Normally, the municipal council will have to prepare a fresh assessment list,
every year. By virtue of s. 124 of the Madras Act, the rules and tables
embodied in Schedule IV have to be read as part of Chapter VI dealing with
Taxation and Finance. Though, ordinarily, the Municipality would have to
prepare a fresh assessment list every year, rule 8 of Schedule IV permits the
Municipal Council to continue the same assessment list for the next four
succeeding years and to revise it once every five years. But, in order to
enable the Municipal Council to levy and collect a tax, it has to pass a
resolution determining to levy a tax, the rate at which such tax has to be
levied as also the date from which it shall be levied.
That the tax is an annual tax is also borne
out by sub-s. (2) of s. 82. If the contention of the learned Solicitor that the
assessment list, once prepared, has to be adopted for five years, is accepted,
it will result in the annual value on a particular building or house being
static for five years, during which a municipal council can go on adopting the
assessment list prepared in an earlier year and the owner or occupier of the
building being deprived of the.
right to object to the valuation regarding
the annual value or the tax assessed thereon. This will be the result even
though the annual value may have decreased for one reason or the other.

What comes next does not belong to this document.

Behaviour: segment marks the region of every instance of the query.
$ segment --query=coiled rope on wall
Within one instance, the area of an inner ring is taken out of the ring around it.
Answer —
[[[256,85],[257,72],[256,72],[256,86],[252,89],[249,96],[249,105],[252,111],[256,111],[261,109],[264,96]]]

It
follows that the contention that the preparation of the assessment books
amounts to imposing of a tax so as to justify the issue of the demand notice,
cannot be accepted.
Having due regard to the second and third
provisos to s. 382(1) and the other material provisions of the Mysore Act, the
position is that a property tax must have been imposed by the Madras Act and
even though the rates of such tax were higher than under the Mysore Act, the
said higher tax could be collected. But no such tax having been imposed under
the Madras Act, the 759 second and third provisos to s. 382(1) do not apply and
hence the demands for payment of property tax for the period are not justified.
Though we are not in agreement with some of
the reasons given by the High Court for issuing the writ, the conclusion
arrived at by the High Court that the second and third provisos to s. 382(1) of
the Mysore Act do not justify the issue of the demand notices for the period in
question, is correct.
The result is that the appeals fail and are
dismissed with costs. There will be only one hearing fee.